The plan was circulated at an emergency meeting of energy officials from the IEA's 32 member countries on Tuesday, with a decision expected on Wednesday, according to the Journal.

Meanwhile, G7 energy ministers said on Wednesday they "stand ready" to take "all necessary measures" in coordination with the IEA.

Still, Brent and West Texas Intermediate, which dropped about 5 per cent at the start of the day, rose more than 2 per cent in afternoon Asian trade as Iran continued to attack Gulf nations.

Traders were also spooked after a British maritime security agency said an unknown projectile hit a cargo ship in the Strait of Hormuz abutting Iran, causing a fire and forcing the crew to evacuate.

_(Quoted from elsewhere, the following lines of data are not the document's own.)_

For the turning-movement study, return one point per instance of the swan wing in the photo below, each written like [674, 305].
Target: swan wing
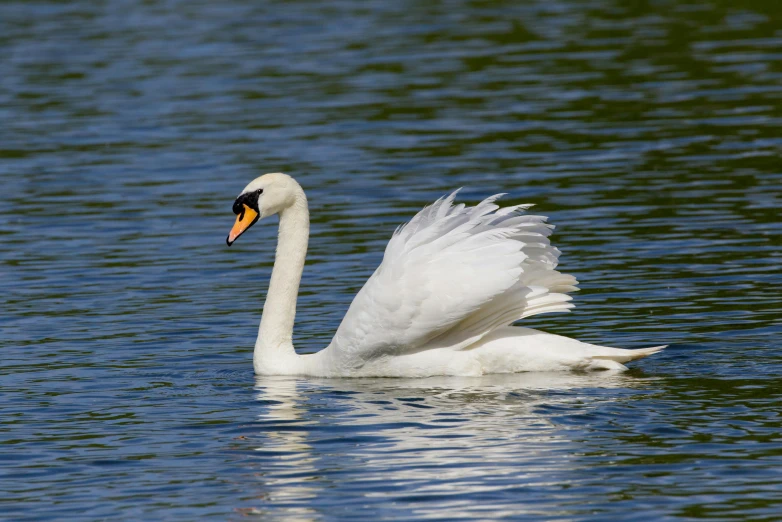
[452, 275]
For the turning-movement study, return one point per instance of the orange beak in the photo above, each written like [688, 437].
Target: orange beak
[244, 220]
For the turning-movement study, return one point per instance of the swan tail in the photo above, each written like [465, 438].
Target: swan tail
[622, 355]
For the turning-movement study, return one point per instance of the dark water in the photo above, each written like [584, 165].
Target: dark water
[649, 131]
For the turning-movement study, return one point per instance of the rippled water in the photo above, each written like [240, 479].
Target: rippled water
[650, 134]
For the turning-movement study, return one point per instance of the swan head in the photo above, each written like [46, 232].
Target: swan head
[264, 196]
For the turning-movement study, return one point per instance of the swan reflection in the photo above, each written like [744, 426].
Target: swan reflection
[432, 443]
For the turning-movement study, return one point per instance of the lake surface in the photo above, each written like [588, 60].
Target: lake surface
[649, 134]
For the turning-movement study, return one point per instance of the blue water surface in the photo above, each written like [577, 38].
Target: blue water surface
[649, 132]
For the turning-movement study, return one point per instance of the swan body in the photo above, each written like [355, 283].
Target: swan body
[451, 282]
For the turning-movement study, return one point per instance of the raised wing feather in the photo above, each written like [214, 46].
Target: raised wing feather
[452, 275]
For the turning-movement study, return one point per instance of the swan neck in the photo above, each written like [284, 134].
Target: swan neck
[275, 335]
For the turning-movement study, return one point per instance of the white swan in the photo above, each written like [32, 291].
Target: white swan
[451, 282]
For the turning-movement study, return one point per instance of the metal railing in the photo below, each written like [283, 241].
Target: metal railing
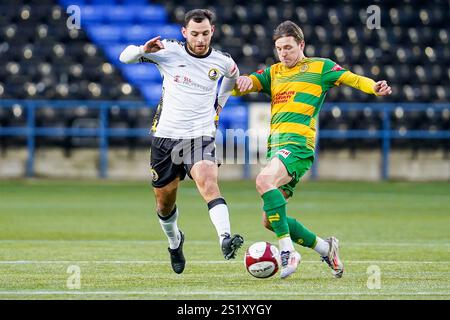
[103, 132]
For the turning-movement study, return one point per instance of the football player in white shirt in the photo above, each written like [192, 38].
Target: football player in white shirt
[184, 125]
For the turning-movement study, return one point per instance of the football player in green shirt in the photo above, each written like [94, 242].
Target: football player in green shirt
[297, 86]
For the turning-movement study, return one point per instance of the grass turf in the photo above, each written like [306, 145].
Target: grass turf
[110, 232]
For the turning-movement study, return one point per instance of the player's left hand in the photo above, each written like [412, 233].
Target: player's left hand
[216, 118]
[382, 88]
[244, 83]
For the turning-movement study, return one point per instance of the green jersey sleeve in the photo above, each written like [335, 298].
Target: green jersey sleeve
[331, 72]
[263, 76]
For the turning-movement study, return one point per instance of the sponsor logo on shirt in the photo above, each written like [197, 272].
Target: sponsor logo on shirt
[283, 97]
[284, 153]
[337, 68]
[213, 74]
[304, 67]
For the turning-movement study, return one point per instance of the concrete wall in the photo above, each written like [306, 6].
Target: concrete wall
[339, 165]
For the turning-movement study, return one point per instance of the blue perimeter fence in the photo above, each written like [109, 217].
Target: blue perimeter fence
[103, 132]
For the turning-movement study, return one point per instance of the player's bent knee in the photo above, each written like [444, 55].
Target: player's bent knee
[266, 222]
[263, 183]
[164, 208]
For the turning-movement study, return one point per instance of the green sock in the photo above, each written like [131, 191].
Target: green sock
[275, 209]
[300, 234]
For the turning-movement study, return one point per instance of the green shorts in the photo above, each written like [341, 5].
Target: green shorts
[296, 164]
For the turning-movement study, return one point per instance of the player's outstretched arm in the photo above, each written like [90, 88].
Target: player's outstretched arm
[244, 85]
[367, 85]
[132, 53]
[381, 88]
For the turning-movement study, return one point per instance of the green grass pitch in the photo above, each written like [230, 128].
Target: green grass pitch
[110, 233]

Iran has vowed to block Gulf oil exports and asserted that it, not Washington, would "determine the end of the war".

A US Department of Energy spokesperson told AFP that officials "are closely monitoring the situation, speaking with industry leaders, and having the US military draw up additional options to keep the Strait of Hormuz open, including the potential for our Navy to escort tankers".

Trump warned Tehran against mining the Strait of Hormuz, through which nearly 20 per cent of the world's crude oil usually transits from the Gulf to world markets.

"If for any reason mines were placed, and they are not removed forthwith, the military consequences to Iran will be at a level never seen before," he said Tuesday in a social media post.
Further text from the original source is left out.